Views | 04 Apr 2025

The UK macro-economic situation and real estate investment landscape in the wake of the Spring Statement and the US tariff announcement

By Charles Ferguson-Davie and Marc Gilbard

Against an increasingly fraught geopolitical backdrop, the Spring Statement compounded our belief that while the investment community has good reason to have reservations, it can also feel encouraged by certain aspects of Chancellor Reeves’ policy agenda.

The economic picture is a mixed one. The downgraded growth forecast for 2025 – from 2% to 1% – should be tempered with revised GDP expectations: from 1.8% to 1.9% in 2026, 1.5% to 1.8% in 2027, 1.5% to 1.7% in 2028 and 1.6% to 1.8% in 2029. The Bank of England’s inflation target (2%) is assumed to be reached by 2027, with markets pricing in a Bank Rate reduction in May 2025 followed by further reductions, ending at sub-4% in 2026.

It is good news that the UK is currently facing lower tariffs than many other countries, but the effect on global trade may cause a recessionary environment. It is too early to tell how countries will react in terms of possible retaliations and what the effect will be, with both inflationary and recessionary possible consequences. In what is already a low growth environment in the UK, we think that Bank Rate reductions will continue in order to support the economy.
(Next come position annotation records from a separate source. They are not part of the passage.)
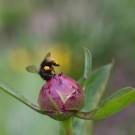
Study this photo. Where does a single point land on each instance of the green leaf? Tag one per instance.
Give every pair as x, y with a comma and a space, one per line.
96, 86
87, 68
111, 105
94, 92
18, 96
However, we continue to believe that investors should not rely on central banks to lower the cost of capital, that would ordinarily result in gilt yield and real estate yield compression to drive capital returns. We have based our investment strategy on searching for structural, rather than cyclical, drivers of demand, to try and mitigate exposure to a weak economic climate. Therefore, we remain focused on assembling a high-quality portfolio of needs-driven, under-supplied real estate producing inflation-linked income growth.

Living and Storage remain our two areas of focus, and we are encouraged by some of the Chancellor’s plans for housing delivery. The OBR predicts that changes to the National Planning Policy Framework, the creation of the ‘grey-belt’ and introduction of housing targets could help deliver up to 1.3 million homes over the next five years. This suggests this government is serious about transforming a planning framework that has long been an issue for investors in UK real estate.

In order to meet these housing targets, increased institutional investment will be required. This includes investment in residential-for-rent, where Moorfield has been an early mover, with active strategies across the Living sectors in single-family housing, multi-family build-to-rent, student housing (both purpose-built and HMOs), co-living, and nursing/care homes.

The National Insurance increases announced in the Autumn budget continue to weigh heavily on businesses and it is some comfort that the Spring Statement passed without any further material business or investment inhibitors. However, the Government will need to introduce more measures to try to stimulate private sector investment to meet the shortfalls of many of the government departments, especially now that defence spending is set to increase.

In summary, the UK has an opportunity to return to a favoured nation status for business and investment if it acts in a timely and appropriate manner. Lighter regulations to help ease the frictional costs of business and encourage investment are still needed, but the efforts to improve planning and infrastructure investment are welcome.